Les rorquals bleus, communs et boréaux ont été et sont confrontés aux mêmes menaces. Ces espèces sont actuellement menacées par une multitude de facteurs de source anthropique, notamment les collisions avec les navires, le bruit aigu et chronique, les effets possibles de la pollution et l’enchevêtrement dans les engins de pêche. L’incidence de certaines ou de l’ensemble de ces menaces peut mener à une baisse de l’utilisation de l’habitat disponible ou du taux de reproduction. Les habitats peuvent également être altérés par des modifications à moyen et à long terme du climat océanique.

5.1. Chasse à la baleine

La chasse commerciale a dévasté les populations de rorquals bleus, communs et boréaux dans tous les océans du monde en moins de 80 ans. Elle se poursuit sous différentes formes, notamment la chasse de subsistance et celle menée à des fins de recherche scientifique (Clapham et al. 1999). Des analyses génétiques récentes des contenus de dépotoirs dans le nord-ouest du Pacifique indiquent que la chasse autochtone dans les eaux canadiennes du Pacifique ne cible pas les baleinoptères (A. D. McMillan, communication personnelle. Department of Anthropology, Douglas College, B.P. 2503, New Westminster, C.-B., V3L 5B2). La chasse menée à des fins scientifiques (c.-à-d., par le Japon) demeurera probablement centrée sur les espèces les plus abondantes (c.-à-d., le petit rorqual, le rorqual de Bryde et le cachalot [Physeter macrocephalus]). En conséquence, la chasse à la baleine n’est pas considérée à l’heure actuelle comme une menace pour les rorquals bleu, commun ou boréal dans l’est du Pacifique Nord.

Les rorquals bleus ont été les premières cibles de la chasse commerciale moderne, et leurs populations ont été grandement décimées dans tous les océans du monde. En 1966, l’espèce a été protégée à l’échelle mondiale par la CBI. Un nombre estimé de 325 000 à 360 000 rorquals bleus ont été tués dans l’Antarctique durant la première moitié du 20e siècle, ce qui a mené à la disparition presque complète de la population de l’hémisphère Sud. Dans le Pacifique Nord, les rorquals bleus ont été chassés à la fois à partir de stations côtières et par des flottes pratiquant la chasse en haute mer, ce qui a donné lieu à un nombre estimé de 9 500 prises. Presque la moitié de ces animaux ont été tués au large de la côte ouest de l’Amérique du Nord (Sears et Calambokidis 2002).

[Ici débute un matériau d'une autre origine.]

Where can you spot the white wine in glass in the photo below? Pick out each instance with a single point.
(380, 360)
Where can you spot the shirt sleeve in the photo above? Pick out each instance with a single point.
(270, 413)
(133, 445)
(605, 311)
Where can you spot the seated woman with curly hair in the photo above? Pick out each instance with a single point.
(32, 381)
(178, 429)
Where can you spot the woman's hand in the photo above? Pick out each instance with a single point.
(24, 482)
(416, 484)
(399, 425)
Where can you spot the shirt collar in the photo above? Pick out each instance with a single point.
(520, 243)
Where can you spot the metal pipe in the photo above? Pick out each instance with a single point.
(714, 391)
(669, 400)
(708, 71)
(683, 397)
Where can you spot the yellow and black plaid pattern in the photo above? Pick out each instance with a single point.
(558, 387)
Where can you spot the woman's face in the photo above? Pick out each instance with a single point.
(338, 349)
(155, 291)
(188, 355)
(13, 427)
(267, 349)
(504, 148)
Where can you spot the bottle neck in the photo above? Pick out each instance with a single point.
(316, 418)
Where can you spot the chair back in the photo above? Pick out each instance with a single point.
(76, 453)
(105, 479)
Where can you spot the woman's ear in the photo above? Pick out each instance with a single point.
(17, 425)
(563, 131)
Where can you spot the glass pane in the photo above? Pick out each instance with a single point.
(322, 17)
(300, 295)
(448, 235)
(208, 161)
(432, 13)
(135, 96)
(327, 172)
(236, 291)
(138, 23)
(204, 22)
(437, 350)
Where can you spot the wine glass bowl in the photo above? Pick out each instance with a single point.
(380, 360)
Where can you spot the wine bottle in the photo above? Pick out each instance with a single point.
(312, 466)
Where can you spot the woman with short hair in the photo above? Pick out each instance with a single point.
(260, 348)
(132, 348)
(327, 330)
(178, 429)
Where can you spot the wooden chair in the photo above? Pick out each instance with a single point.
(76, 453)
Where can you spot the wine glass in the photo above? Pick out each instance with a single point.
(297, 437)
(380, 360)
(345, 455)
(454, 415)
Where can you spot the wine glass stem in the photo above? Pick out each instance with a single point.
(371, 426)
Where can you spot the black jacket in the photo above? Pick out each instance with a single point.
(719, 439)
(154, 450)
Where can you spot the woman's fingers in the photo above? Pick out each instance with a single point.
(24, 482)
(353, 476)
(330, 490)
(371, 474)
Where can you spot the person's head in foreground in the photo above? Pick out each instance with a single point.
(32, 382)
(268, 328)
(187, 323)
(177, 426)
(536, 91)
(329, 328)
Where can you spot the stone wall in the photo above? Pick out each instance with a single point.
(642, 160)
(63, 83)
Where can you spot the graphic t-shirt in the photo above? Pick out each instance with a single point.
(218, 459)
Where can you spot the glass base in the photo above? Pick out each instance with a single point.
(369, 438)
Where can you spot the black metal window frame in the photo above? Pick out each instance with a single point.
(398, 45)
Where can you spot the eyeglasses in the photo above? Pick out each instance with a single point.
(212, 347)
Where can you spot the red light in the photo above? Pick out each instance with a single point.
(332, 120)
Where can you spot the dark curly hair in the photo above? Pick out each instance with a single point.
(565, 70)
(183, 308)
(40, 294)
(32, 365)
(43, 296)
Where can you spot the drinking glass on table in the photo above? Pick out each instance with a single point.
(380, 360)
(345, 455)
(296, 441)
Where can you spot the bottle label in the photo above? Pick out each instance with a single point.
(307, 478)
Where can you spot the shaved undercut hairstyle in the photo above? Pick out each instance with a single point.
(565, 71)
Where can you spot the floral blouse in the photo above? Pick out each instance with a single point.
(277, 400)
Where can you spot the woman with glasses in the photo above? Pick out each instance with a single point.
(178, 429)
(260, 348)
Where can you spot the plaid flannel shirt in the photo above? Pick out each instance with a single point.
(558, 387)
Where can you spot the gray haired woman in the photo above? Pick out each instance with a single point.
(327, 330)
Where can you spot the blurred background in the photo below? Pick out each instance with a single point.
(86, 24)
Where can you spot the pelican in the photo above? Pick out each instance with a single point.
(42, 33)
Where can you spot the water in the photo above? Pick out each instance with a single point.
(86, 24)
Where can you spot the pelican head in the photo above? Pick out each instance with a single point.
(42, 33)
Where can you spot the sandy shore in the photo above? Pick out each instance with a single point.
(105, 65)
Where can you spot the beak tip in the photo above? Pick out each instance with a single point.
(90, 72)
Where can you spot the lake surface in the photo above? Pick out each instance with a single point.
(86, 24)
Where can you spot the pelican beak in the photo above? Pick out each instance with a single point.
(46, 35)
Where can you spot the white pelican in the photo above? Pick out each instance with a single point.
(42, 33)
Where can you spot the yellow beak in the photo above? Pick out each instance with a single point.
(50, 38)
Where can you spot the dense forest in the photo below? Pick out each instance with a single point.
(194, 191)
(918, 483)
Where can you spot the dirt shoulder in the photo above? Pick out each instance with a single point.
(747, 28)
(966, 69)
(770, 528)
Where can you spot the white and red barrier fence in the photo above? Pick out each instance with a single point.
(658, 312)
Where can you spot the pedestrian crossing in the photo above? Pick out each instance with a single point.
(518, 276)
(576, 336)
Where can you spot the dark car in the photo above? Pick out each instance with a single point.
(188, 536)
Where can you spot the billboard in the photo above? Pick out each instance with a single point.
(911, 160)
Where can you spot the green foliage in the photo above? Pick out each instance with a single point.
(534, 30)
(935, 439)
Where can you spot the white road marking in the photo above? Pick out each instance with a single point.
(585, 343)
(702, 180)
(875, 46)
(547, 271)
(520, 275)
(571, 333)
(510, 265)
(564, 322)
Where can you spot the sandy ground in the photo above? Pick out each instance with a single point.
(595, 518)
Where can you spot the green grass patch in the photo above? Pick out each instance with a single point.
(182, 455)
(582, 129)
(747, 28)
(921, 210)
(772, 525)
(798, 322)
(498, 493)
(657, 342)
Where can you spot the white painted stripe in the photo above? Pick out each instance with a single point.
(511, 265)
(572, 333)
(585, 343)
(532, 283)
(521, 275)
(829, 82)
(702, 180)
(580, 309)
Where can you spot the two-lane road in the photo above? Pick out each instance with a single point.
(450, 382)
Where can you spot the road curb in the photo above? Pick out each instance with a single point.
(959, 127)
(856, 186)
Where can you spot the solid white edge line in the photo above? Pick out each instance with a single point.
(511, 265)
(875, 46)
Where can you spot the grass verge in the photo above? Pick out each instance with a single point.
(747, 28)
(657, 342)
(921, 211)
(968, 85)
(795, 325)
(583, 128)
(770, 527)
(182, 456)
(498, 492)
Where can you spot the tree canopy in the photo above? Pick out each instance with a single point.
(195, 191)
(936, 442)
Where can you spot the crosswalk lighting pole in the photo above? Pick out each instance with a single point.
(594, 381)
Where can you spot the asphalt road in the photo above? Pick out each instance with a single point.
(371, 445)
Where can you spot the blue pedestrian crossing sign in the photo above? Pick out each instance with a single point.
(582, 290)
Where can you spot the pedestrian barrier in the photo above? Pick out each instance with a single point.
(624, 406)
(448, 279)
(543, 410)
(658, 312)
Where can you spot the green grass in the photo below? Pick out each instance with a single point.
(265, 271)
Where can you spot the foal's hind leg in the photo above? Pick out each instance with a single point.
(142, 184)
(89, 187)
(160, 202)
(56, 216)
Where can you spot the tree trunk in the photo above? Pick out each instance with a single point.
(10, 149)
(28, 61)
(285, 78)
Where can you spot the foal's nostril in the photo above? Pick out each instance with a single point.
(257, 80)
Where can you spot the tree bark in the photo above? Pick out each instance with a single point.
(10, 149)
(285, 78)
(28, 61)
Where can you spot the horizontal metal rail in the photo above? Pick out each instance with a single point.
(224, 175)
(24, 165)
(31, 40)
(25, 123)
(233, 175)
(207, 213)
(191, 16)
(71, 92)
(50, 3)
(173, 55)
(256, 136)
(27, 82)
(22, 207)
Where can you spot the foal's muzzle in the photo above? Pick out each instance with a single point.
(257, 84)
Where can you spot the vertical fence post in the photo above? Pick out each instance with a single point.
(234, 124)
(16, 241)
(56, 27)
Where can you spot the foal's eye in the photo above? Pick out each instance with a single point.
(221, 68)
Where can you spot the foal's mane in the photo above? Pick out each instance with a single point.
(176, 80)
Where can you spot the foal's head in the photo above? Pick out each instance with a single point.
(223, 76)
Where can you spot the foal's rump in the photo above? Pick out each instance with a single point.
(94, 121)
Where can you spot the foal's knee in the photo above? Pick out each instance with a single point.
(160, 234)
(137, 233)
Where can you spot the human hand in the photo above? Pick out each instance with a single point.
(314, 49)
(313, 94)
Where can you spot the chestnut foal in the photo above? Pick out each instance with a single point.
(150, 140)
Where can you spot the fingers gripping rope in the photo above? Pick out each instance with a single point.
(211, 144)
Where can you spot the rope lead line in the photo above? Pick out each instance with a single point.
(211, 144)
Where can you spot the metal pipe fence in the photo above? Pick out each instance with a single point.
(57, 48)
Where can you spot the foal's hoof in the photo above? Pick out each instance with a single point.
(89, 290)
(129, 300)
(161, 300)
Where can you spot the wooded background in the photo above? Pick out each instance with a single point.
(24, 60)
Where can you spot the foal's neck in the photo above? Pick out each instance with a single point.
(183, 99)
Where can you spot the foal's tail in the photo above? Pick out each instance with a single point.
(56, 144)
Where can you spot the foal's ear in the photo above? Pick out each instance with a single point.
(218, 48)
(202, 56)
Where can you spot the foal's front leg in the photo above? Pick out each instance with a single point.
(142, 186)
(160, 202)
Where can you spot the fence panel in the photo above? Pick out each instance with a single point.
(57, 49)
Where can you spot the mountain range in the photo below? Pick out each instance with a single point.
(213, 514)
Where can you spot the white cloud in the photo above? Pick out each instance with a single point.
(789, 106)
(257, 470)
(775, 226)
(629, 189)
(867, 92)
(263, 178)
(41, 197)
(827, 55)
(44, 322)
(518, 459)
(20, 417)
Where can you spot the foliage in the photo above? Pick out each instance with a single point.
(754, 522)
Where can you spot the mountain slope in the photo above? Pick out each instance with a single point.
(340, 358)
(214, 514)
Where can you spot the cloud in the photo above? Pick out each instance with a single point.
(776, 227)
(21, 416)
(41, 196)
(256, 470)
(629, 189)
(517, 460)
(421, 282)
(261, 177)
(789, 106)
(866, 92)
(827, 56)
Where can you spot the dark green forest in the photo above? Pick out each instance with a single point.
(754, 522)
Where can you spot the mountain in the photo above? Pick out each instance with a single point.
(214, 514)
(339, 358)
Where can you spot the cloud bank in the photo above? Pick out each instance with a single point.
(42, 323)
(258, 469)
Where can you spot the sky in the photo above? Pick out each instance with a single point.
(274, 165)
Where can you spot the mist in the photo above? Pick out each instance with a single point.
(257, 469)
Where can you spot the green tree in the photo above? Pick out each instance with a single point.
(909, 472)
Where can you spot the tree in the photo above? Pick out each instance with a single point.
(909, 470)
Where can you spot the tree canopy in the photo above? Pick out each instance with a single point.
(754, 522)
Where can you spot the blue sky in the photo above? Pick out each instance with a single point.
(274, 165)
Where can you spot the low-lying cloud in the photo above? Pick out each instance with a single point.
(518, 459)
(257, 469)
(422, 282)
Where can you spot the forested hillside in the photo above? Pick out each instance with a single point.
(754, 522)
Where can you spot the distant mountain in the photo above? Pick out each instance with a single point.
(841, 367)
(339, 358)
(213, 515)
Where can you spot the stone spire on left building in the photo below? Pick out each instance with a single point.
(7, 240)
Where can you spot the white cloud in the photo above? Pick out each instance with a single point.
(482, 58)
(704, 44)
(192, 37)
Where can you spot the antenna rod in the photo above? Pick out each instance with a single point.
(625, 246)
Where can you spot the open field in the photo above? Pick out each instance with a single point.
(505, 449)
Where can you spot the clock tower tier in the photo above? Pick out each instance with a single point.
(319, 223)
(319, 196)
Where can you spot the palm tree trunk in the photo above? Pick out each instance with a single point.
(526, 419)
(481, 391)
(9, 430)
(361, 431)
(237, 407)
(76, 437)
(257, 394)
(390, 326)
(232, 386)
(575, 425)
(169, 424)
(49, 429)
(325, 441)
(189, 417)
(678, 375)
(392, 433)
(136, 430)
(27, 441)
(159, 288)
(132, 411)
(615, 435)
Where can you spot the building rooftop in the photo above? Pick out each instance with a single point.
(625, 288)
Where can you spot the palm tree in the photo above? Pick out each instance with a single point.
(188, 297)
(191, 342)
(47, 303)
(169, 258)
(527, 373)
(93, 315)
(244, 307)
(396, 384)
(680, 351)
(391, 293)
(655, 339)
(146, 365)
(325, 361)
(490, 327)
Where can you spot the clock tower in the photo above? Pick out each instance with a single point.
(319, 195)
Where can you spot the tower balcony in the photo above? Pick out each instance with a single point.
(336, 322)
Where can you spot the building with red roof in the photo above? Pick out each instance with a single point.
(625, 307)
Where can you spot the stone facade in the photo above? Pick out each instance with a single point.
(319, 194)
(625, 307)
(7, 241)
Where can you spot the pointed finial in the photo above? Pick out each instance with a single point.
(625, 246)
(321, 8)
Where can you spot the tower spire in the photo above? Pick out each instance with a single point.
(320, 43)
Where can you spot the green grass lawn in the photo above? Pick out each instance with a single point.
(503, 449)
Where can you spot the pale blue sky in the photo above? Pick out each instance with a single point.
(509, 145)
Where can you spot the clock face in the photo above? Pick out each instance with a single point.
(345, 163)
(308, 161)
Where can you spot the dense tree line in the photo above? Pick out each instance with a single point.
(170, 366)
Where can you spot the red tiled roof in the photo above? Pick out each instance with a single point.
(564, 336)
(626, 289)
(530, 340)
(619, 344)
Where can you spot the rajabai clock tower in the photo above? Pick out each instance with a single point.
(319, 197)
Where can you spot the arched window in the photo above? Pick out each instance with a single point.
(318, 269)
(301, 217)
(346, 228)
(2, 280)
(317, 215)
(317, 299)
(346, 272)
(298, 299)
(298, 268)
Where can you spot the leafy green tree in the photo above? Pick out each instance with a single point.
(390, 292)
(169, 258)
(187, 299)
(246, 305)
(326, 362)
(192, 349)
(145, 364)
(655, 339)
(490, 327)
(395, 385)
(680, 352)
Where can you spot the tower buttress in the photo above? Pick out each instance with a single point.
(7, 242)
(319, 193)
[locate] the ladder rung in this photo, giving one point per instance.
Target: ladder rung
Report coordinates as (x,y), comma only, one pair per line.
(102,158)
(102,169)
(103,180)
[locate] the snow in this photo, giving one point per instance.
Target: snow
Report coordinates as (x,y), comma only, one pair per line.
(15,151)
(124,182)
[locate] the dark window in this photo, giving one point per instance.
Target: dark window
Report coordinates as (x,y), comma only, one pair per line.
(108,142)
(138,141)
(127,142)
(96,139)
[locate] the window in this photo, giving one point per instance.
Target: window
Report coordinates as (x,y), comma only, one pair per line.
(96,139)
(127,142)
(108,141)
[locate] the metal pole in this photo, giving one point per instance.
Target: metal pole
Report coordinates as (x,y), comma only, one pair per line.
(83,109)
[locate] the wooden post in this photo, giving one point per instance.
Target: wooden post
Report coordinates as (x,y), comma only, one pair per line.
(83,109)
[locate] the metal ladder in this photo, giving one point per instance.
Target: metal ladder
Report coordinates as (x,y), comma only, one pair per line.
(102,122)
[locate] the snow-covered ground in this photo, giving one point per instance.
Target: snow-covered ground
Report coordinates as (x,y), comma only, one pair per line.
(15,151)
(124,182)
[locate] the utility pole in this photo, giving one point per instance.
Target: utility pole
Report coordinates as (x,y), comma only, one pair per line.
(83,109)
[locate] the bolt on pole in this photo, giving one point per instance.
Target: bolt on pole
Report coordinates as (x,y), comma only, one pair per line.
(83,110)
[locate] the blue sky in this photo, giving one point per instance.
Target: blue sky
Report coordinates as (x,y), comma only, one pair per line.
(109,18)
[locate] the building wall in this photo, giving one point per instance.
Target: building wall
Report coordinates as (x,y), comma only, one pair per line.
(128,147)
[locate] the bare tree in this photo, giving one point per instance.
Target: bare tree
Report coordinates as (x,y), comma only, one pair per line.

On dispose de preuves claires que la chasse à la baleine a décimé les populations de rorquals bleus au large de la Colombie-Britannique. On a tué au moins 650 rorquals bleus à partir des stations côtières de la Colombie-Britannique entre le début des années 1900 et 1967, bien que le nombre de prises annuelles ait décliné rapidement au fur et à mesure que la population diminuait (figure 2). Entre 1948 et 1965, les longueurs moyennes des rorquals bleus tués à partir de ces stations ont décliné de façon importante, de même que les proportions de baleines gravides (Gregr et al. 2000).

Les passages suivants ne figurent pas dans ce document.